С завода идут навстречу потоку дневных. Несколько минут равновесия между сменами — как бы ничейное время, его еще не жалко, и оно проходит по-человечески. Но уже что-то потихоньку начинает сосать внутри: вот-вот прогудит сирена — и время побежит минута за минутой, а еще надо ехать трамваем домой, ложиться в кровать и ловить сон. А сон не будет идти…
* * *
Еще запомнился Жене утренний завод. Ноябрьский заводской двор. Железо отяжелело от первого мороза. Лежит ржавыми ледяными глыбами. Снега еще нет, только земля отвердела и кое-где в ямках сухой, засыпанный пылью лед недавних луж. И все бы ничего — только вот железо! То же на вид, та же ржавчина, но что-то все-таки с ним произошло. Никак оно не может примерзнуть к деревянным подкладкам, на которых лежит, а кажется, что примерзло. Станешь поднимать — не оторвешь. Нельзя этого делать нормальными руками в такой мороз, страшно. Выходя на заводской двор после ночной смены, Женя видит ремесленников и сам чувствует — опять в твоей жизни новое утро, новый мороз, совсем не такой, как в мирное время, а другой, военный мороз. Изо рта у тебя идет пар, но пара этого совсем немного, мало тепла у тебя внутри, и с каждой дозой выпущенного пара его становится все меньше и меньше. И весь двор перед тобой в стальных ржавых слитках льда. И железный этот лед ребятам надо брать руками и носить. Поэтому они в эти первые утренние минуты кажутся себе маленькими. Кажутся, пока жалость к самому себе не пройдет несколько мгновенных стадий и не упрется в этот железный двор, в эту железную необходимость, в этот холодный мороз с клубами заводского медленного пара над котельной, с длинными двенадцатью часами заводской смены впереди, когда среди дня выдается несколько сравнительно теплых часов, так что даже поверхность сухих ледяных луж на солнце немного помокреет. И вслед за кем-нибудь они шагают из холодного помещения во двор. Мороз неподвижный сменяется для них морозом на ветру. В ледяном помещении холодом охватывало, коченило, а теперь продувает. И тут надо или бежать назад, или же идти вперед, хватать железо и, удивившись тому, что оно поддается, тащить его в цех. Давай, подсобник, работай!
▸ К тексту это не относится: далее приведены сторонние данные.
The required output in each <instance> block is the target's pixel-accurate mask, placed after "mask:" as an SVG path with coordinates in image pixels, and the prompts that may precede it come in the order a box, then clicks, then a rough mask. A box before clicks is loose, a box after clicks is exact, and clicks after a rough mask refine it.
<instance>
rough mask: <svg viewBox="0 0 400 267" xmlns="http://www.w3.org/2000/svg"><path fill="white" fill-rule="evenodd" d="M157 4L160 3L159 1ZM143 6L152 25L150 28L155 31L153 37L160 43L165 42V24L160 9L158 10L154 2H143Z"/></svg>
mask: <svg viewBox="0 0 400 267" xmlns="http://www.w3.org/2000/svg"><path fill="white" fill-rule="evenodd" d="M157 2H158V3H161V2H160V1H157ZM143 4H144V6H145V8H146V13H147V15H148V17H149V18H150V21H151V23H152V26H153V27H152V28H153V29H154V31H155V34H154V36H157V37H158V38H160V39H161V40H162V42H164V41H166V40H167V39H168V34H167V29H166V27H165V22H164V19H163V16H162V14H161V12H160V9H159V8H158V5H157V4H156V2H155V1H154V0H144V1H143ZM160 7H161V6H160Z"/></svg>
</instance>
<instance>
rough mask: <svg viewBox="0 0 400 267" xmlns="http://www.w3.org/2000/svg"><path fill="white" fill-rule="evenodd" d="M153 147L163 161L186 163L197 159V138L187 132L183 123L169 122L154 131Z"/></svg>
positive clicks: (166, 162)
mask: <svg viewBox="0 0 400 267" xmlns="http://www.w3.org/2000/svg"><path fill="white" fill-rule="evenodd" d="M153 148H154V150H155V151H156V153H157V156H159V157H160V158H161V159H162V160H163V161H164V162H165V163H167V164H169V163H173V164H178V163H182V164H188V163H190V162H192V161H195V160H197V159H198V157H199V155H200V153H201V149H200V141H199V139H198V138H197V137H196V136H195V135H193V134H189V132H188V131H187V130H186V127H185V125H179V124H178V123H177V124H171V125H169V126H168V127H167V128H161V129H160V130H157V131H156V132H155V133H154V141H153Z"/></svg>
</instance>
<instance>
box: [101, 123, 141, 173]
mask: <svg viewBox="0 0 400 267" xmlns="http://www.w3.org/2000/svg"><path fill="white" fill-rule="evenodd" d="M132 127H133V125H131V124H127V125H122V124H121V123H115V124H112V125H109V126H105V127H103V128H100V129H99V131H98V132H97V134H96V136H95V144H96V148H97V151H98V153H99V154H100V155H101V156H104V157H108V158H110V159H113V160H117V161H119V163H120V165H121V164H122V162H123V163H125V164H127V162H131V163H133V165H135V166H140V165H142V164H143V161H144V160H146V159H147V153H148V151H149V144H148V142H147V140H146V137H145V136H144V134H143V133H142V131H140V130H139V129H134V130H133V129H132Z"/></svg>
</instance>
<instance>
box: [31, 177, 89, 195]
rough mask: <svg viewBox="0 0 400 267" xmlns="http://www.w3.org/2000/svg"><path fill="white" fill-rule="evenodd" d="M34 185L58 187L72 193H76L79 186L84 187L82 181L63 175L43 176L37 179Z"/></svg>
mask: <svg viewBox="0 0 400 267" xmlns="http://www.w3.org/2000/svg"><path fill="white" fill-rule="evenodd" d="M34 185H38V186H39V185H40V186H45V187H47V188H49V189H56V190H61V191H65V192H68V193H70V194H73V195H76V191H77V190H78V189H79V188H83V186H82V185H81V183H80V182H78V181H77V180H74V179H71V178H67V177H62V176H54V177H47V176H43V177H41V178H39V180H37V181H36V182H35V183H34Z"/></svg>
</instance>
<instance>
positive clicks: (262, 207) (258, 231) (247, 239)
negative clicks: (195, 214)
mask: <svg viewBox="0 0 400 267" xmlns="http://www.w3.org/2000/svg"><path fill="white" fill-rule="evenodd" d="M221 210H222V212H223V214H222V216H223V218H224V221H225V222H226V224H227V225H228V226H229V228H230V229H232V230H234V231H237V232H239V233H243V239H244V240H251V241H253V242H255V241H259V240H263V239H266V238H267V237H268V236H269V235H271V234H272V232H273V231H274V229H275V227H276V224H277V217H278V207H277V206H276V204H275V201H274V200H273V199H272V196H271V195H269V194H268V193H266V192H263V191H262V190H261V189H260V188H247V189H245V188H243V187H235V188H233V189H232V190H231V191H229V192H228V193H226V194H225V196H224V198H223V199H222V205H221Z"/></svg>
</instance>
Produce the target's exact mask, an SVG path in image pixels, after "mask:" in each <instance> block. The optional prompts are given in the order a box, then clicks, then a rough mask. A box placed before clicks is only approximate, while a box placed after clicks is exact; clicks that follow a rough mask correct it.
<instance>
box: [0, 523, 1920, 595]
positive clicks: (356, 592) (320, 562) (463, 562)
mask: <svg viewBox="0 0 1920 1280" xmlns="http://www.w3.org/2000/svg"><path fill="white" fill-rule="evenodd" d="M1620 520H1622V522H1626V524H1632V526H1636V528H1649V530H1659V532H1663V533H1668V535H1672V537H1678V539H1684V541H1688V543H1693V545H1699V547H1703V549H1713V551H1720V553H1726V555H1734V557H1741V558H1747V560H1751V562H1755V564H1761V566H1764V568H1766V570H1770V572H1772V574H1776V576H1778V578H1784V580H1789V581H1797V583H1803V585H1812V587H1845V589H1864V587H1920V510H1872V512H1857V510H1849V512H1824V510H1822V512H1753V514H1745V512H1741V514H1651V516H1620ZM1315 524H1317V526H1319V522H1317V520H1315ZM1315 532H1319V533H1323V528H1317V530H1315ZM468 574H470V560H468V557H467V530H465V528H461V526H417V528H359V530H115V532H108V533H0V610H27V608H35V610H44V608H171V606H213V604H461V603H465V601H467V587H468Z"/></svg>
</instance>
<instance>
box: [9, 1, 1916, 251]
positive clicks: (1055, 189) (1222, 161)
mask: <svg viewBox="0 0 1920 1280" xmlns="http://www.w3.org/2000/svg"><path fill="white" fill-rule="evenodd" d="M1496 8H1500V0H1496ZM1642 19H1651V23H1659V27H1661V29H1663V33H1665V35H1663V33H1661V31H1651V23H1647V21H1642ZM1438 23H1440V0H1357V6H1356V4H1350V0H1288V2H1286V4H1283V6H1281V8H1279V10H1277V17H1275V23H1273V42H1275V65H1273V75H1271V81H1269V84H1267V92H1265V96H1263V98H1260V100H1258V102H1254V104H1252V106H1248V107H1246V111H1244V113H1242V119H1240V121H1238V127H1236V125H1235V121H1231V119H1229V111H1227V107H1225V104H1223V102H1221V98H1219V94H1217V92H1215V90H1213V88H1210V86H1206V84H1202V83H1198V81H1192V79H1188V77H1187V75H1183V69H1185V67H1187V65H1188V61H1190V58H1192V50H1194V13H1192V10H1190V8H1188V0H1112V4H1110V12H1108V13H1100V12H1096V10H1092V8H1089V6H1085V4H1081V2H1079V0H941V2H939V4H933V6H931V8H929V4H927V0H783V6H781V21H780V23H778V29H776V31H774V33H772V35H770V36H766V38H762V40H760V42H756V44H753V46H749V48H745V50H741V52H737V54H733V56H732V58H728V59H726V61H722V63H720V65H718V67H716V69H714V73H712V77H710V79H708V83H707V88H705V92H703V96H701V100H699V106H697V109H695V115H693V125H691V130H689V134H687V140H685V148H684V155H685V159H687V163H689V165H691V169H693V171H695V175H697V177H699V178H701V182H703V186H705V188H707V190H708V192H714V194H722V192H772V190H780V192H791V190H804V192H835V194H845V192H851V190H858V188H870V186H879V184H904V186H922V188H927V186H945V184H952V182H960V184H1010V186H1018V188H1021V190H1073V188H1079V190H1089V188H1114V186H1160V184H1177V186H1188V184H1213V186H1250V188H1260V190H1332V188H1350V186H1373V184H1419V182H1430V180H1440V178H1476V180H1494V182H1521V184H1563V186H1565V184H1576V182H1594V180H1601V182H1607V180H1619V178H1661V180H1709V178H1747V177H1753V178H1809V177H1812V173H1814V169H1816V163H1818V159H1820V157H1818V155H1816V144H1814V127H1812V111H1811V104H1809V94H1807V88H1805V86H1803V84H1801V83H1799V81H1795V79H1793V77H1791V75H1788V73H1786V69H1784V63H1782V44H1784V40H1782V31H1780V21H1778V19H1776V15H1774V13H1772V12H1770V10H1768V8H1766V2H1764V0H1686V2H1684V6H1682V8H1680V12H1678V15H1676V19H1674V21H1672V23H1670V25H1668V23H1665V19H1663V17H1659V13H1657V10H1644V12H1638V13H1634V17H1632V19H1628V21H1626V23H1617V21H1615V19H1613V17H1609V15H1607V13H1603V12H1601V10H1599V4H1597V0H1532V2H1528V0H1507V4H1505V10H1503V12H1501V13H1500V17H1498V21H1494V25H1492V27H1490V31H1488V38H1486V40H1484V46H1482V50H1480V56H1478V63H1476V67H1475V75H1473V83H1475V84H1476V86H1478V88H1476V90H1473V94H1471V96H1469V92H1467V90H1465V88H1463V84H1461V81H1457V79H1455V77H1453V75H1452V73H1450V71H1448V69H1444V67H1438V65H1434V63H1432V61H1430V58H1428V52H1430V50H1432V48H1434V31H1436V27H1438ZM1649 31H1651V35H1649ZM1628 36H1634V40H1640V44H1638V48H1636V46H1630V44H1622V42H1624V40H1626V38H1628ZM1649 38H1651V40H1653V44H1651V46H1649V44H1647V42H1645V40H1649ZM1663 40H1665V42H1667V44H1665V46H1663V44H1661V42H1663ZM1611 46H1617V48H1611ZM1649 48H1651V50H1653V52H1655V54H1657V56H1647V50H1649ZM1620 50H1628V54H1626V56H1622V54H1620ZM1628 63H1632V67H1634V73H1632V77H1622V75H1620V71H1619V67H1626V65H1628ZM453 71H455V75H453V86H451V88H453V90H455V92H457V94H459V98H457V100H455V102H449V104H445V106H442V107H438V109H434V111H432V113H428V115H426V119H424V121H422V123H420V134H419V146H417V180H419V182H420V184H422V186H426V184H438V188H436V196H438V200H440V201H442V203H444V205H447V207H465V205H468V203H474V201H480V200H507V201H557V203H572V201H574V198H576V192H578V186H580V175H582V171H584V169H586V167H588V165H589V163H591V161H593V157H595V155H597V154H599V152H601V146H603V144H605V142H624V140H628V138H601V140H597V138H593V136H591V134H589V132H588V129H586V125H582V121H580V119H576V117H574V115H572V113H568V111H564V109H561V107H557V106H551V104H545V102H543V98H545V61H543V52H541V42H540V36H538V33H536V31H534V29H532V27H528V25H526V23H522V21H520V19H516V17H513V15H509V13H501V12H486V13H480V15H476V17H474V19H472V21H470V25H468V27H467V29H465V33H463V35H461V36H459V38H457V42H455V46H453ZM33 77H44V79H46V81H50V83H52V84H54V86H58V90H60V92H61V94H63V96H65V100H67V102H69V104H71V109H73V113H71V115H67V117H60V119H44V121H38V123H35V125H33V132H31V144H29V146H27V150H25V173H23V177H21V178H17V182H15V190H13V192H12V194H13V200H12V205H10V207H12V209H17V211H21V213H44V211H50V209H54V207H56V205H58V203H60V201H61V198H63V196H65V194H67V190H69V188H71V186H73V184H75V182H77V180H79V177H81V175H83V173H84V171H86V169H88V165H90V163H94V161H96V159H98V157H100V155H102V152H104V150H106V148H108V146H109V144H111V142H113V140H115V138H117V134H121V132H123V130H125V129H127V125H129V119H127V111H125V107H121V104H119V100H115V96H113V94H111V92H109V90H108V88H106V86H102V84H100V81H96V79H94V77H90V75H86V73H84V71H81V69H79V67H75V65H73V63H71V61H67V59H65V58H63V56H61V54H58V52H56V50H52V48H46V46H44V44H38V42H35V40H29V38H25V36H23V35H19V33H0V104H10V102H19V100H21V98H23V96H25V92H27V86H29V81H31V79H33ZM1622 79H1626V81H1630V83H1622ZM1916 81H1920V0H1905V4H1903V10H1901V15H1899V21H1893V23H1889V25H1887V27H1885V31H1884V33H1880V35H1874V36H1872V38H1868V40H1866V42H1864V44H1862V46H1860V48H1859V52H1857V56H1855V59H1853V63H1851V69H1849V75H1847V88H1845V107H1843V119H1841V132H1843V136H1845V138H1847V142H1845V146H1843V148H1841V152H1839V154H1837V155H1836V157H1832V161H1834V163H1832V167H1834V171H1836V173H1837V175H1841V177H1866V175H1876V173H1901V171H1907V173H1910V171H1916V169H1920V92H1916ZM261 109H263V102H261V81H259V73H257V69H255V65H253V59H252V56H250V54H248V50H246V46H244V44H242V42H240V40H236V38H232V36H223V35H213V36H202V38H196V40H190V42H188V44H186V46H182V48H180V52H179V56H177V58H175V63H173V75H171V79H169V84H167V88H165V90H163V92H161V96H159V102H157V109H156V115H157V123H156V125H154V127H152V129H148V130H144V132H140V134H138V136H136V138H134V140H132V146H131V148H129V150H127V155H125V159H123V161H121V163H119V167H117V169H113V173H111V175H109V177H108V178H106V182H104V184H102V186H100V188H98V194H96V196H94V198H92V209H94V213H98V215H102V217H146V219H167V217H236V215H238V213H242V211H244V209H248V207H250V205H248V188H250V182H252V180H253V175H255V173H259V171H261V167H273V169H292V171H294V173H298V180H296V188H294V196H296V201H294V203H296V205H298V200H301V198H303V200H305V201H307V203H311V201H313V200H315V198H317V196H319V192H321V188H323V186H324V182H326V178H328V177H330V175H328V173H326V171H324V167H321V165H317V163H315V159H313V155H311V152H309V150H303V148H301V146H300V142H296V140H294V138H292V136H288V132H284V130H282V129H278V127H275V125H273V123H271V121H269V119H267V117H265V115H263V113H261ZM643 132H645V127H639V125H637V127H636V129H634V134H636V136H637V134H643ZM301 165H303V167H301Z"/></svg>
Несколько раз Женя добровольно вызывался разбирать не остывший еще огнеупорный кирпич в электропечи. Кирпич разрушается после нескольких плавок, поэтому одна из двух печей всегда в ремонте, а другая дает сталь. В первые же военные дни в цехе решили сократить сроки ремонта. И Женя с отбойным молотком первым полез в электропечь. Прокаленный вулканическим огнем электропечи, кирпич остро пахнет креозотом, смолой. С печи снята многотонная металлическая крышка, к кирпичу уже можно прикоснуться рукой без рукавицы. Но только первое ощущение таково, что жар кажется терпимым. Через мгновение кожу опаляет. Жар поднимается по ногам. Отбойный молоток как будто пробивается к самому центру вулканического жара. На потную кожу садится едкая, пахнущая креозотом, горячая пыль. Несколько отбойных молотков тучей поднимает ее, обостряя запах смолы. Грохот сливается с жаром и темнотой — электрический свет перестает пробиваться сквозь пыль. Толстые каучуковые подошвы из обрезков автомобильных шин накаляются так, что стоять на них невозможно. Через них ты уже прямо соединен с окаменевшим, застывшим в кирпиче огнем вчерашней плавки. И вообще уже можно представить, что творится здесь, когда плавится металл! Ребята выпрыгивают из печи пить воду. Женя кричит:
— Не пейте!
Пить бесполезно. Вода тут же выливается через поры и только сильнее притягивает к коже горячую пыль. Чтобы осела пыль, перестают работать отбойными молотками. Но это даже не пыль — кирпичная пепельная вулканическая пудра. Она так тонка, что легко держится в горячем воздухе, проникает в рот, приникает к щеке. Но все-таки пепельная темнота рассеивается, видны шланги, идущие к отбойным молоткам, красноватая внутренность разбитого кирпича. Поверхность кирпича — оплавленное, пузырящееся стекло. Но внутри это еще кирпич, а естественная его краснота на изломе кажется неостывшим огнем. Под печи особенно изуродован плавкой. Он весь в фиолетовых наплывах шлака, лопата, наталкиваясь на них, издает стеклянный звук. Кирпич так плотно сплавлен, так слился, что приобрел металлическую плотность и звонкость. Пика молотка отскакивает со звоном, напрасно ищешь место послабее — шов или трещину. Везде кирпичная броня. Не очень понятно даже, зачем ее разбивать. Опять включают молотки — грохот и лихорадочный ритм, военная работа. Но дело подвигается медленно. В цехе дневной свет сменяется на вечерний, а в печи все пыльная, пепельная, электрическая темнота. Никто не уходит — добровольцы! Кричат, ругаются, смеются. Без крика тут работать нельзя.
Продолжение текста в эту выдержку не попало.